Bertrand Garbinti, Jonathan Goupille-Lebret & Thomas Piketty combinent les comptes nationaux, les données fiscales et les données d'enquête d'une manière globale et cohérente pour la France, afin de construire des séries annuelles homogènes de distribution du revenu national par percentiles, de 1900 à 2014, avec une ventilation par âge, sexe et catégories de revenus entre 1970 et 2014. Leurs estimations permettent une analyse plus riche des tendances de long terme que celles précédemment obtenues via des séries fiscales. Leurs nouvelles séries présentent des niveaux d'inégalité plus élevés au cours des dernières décennies, parce que les séries habituelles basées sur l'impôt sur le revenu ignorent une partie croissante des revenus du capital. Les courbes d'incidence de la croissance sont très différentes pour les périodes 1950-1983 et 1983-2014. Ils montrent également qu'il est devenu de plus en plus difficile d'accéder aux groupes les plus riches en patrimoine uniquement avec un revenu du travail. L'inégalité de revenu du travail a diminué au cours des dernières décennies, quoique assez lentement parmi les revenus les plus élevés. Enfin, ils comparent l’évolution des inégalités de revenu entre la France et les États-Unis.

Nous présentons ici l'évolution de long terme des inégalités de revenu national avant impôt au cours de la période 1900-2014. La principale transformation à long terme est la hausse de la part des revenus allant vers les 50 % d’individus les plus pauvres (la « classe défavorisée ») et les 40 % d’individus au « milieu » (la « classe moyenne ») et la baisse de la part allant aux 10 % les plus riches (la « classe aisée »). En ce qui concerne la tendance récente, nous constatons que la part des revenus des 10% les plus élevés a diminué quelque peu après la crise financière de 2008, mais qu'elle reste nettement plus élevée qu'au début des années 80. De plus, la part des revenus des 1 % les plus élevés a augmenté très significativement entre 1983 et 2007 : elle est passée de moins de 8 % du revenu total à plus de 12 % sur cette période, c'est-à-dire de plus de 50 %. Ce mouvement est moins massif qu'aux États-Unis, mais reste assez spectaculaire. En outre, plus on monte au sommet de la distribution, plus l'augmentation de la part des hauts revenus est élevée. Ceci est dû à l'augmentation conjointe des revenus du travail les plus élevés et des revenus du capital les plus élevés.

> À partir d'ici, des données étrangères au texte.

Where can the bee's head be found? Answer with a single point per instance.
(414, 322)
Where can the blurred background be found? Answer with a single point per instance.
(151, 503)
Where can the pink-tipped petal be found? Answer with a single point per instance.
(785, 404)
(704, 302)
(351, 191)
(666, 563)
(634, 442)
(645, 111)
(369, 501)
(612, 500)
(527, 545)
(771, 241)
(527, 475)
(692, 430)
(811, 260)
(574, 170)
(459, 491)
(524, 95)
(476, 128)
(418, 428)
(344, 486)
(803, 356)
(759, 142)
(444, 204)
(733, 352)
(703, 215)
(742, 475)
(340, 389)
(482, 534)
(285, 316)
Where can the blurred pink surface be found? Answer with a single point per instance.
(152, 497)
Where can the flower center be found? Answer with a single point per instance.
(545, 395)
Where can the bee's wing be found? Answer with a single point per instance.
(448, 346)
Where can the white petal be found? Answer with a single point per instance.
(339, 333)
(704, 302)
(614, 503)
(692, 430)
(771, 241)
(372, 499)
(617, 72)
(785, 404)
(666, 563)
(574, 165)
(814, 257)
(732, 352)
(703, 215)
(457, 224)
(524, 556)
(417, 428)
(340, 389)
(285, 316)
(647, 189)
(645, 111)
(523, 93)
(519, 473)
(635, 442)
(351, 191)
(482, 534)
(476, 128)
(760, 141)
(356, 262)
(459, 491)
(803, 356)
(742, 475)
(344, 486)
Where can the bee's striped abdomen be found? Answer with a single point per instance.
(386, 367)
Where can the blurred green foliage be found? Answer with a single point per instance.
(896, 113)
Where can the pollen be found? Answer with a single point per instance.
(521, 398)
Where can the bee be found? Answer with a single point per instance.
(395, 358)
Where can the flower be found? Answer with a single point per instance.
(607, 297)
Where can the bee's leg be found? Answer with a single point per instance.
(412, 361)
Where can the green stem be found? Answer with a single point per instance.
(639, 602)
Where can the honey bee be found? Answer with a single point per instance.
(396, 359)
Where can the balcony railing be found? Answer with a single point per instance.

Entre 1983 et 2014, le revenu national moyen par adulte a augmenté de 35 % en termes réels en France. Cependant, la croissance cumulée réelle n'était pas la même pour toutes les catégories de revenus : entre 1983 et 2014, elle était de 30 % en moyenne pour les 50 % inférieurs de la distribution, de 27 % pour les 40 % suivants et de 50 % pour les 10 % supérieurs. Plus important encore, la croissance cumulée reste inférieure à la moyenne jusqu'au 95è percentile, puis augmente fortement, jusqu'à 100 % pour le 1 % supérieur et 160 % pour le 0,01 % supérieur. Le contraste avec la période 1950-1983 est particulièrement frappant. En effet, au cours des "Trente Glorieuses", on observe exactement le schéma inverse, de même qu’au cours des trente années suivantes. Entre 1950 et 1983, les taux de croissance étaient très élevés pour les 95 % les moins riches de la population (environ 3,5 % par année, voir graphique) et ont chuté abruptement au-dessus du 95è percentile (1,8 % pour les plus aisés) ; entre 1983 et 2014, les taux de croissance étaient modestes pour les 95 % inférieurs de la population (environ 1 % par année) et ont grimpé nettement au-dessus du 95è percentile (3 % au sommet).


Comment expliquer le renversement complet que nous observons entre les périodes 1950-1983 et 1983-2014 ? Nos données montrent que la forte hausse des revenus les plus élevés depuis les années 1980 est due à la fois aux revenus du capital les plus élevés et aux revenus du travail les plus élevés. En ce qui concerne l'augmentation des revenus les plus élevés du capital, on peut distinguer deux effets : l'augmentation macroéconomique de la part du capital d'une part (une évolution qui est due à une combinaison de facteurs économiques et institutionnels, dont le déclin du pouvoir de négociation des salariés et la levée du contrôle des loyers, et qui a été renforcée par les politiques de privatisation des entreprises), et l'augmentation de la concentration du patrimoine d'autre part.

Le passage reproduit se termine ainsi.